Des histoires marquantes
Bien sûr, au fil du temps, Marie-Anne en a aidé des gens. Elle se souvient d’enfants qui sont venus cogner chez-elle, alors que les locaux de la Ruche étaient fermés, parce qu’ils n’avaient plus rien à manger chez eux. Ou cette personne qui fréquentait la Ruche qui n’avait pas de toit et qui dormait dans sa voiture. Elle s’est assurée de trouver des solutions pour qu’elle puisse manger ce qu’elle venait chercher à l’épicerie communautaire.
Mais il y a aussi de belles histoires qui finissent bien. Une mère monoparentale de trois enfants de Trois-Rivières a eu besoin de l’aide de la Ruche, alors qu’elle venait étudier le droit à Québec. Aujourd’hui, elle est avocate et elle a un nouveau conjoint. Ils ont eu un quatrième enfant ensemble. Marie-Anne en est l’heureuse marraine. Les deux femmes ont tissé des liens étroits qui ont perduré quand la jeune femme a pu voler de ses propres ailes.
Pour Marie-Anne, accompagner des gens dans leur cheminement et les voir s’en sortir, c’est le plus beau des cadeaux. «On est là pour donner de l’aide alimentaire mais les gens viennent aussi nous voir juste pour prendre un café. On prend le temps de jaser avec eux, on s’attache à eux. Je vois ce que certains font pour s’en sortir, c’est beau de voir leur évolution.»
Sensibiliser ses enfants à la pauvreté
Le grand coeur de Marie-Anne ne se manifeste pas qu’au travail. Elle prend grand soin de sensibiliser ses enfants à la pauvreté, une réalité qui ne touche pas seulement le quartier Vanier. Ses enfants participent à la confection des paniers de Noël qui sont distribués par la Ruche dans le temps des fêtes. Ils viennent aussi faire leur tour à l’épicerie communautaire pour aider à l’étiquetage. C’est sans compter les jouets et vêtements qu’ils offrent à l’organisme.

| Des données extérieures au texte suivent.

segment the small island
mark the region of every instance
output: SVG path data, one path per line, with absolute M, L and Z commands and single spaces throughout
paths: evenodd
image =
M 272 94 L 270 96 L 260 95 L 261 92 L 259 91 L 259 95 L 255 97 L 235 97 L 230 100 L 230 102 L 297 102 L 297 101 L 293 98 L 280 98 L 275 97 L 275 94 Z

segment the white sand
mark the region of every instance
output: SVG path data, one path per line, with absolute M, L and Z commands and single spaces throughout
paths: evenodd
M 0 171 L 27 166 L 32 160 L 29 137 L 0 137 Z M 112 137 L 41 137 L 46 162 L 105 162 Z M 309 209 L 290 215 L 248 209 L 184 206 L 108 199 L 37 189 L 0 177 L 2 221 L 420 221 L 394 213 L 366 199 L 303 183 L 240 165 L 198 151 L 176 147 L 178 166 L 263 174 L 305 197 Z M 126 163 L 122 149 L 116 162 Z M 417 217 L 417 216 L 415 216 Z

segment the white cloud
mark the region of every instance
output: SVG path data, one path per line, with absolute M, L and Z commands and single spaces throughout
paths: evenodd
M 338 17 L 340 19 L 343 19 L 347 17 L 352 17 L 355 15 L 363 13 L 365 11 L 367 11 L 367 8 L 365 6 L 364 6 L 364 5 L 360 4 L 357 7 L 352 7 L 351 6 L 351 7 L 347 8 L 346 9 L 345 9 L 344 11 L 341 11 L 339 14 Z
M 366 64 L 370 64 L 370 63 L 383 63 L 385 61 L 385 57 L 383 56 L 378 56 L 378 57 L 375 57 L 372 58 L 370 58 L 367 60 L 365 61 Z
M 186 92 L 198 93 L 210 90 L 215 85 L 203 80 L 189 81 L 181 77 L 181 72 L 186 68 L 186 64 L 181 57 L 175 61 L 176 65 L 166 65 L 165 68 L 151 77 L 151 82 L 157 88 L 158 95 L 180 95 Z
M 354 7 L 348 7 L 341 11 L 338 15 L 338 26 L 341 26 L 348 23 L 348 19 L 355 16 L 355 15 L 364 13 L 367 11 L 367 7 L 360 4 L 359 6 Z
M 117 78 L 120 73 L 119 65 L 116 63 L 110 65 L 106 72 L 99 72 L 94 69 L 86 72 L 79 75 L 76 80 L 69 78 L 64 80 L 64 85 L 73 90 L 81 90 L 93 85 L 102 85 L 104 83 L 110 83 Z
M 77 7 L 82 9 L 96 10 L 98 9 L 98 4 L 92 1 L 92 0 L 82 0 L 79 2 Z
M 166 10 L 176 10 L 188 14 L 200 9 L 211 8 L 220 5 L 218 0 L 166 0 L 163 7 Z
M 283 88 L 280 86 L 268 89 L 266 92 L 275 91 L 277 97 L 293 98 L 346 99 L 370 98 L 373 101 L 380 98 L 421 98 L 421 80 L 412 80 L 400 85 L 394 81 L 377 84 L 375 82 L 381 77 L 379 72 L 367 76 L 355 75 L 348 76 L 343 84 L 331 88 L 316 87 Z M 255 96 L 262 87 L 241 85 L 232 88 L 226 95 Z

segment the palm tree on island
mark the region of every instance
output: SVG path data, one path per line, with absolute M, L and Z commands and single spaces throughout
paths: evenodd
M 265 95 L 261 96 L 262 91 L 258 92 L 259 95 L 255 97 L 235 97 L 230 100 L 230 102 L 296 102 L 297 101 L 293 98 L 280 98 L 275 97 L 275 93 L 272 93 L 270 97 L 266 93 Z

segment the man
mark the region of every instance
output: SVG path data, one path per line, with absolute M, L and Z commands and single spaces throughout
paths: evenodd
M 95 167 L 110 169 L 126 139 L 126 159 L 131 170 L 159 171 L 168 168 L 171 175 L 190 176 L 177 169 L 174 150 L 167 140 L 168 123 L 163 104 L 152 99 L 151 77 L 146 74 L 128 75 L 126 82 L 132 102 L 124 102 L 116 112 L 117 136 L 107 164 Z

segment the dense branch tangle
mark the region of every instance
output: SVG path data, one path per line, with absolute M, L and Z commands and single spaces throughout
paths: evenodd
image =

Ses garçons semblent bien conscients du rôle essentiel que joue leur mère dans la vie des personnes démunies. «Mon grand fréquente l’école Sans-Frontière et il a vu un élève qui n’avait pratiquement rien à manger. Il lui a dit: si tu n’as pas d’argent pour manger, tu peux aller voir ma mère à la Ruche.» Comme quoi la pomme n’est pas tombée loin de l’arbre.
Des rêves plein la tête
Le grand rêve de Marie-Anne, c’est d’être capable d’accueillir les utilisateurs de l’épicerie communautaire dans des locaux plus spacieux. Pour le moment, ses efforts pour accueillir le plus de gens possibles ont atteints leur limite. En deux ans, les membres réguliers de la ressource d’aide sont passés de 45 à 189, ils ont plus que quadruplé.
L’aide financière de Centraide est essentielle. « Sans cette aide, l’épicerie communautaire ne pourrait exister. » Mais les besoins sont grandissants. L’intervenante constate que de plus en plus de jeunes retraités ont de la misère à arriver et fréquentent la Ruche. «Avec plus d’argent, on pourrait aider plus de monde. Je ne peux plus accepter de nouveaux membres avec les budgets que nous avons.» Marie-Anne ne va pas baisser les bras pour autant, c’est bien mal la connaître. Elle compte poursuivre sa carrière à l’épicerie communautaire encore longtemps, au grand bonheur des usagers.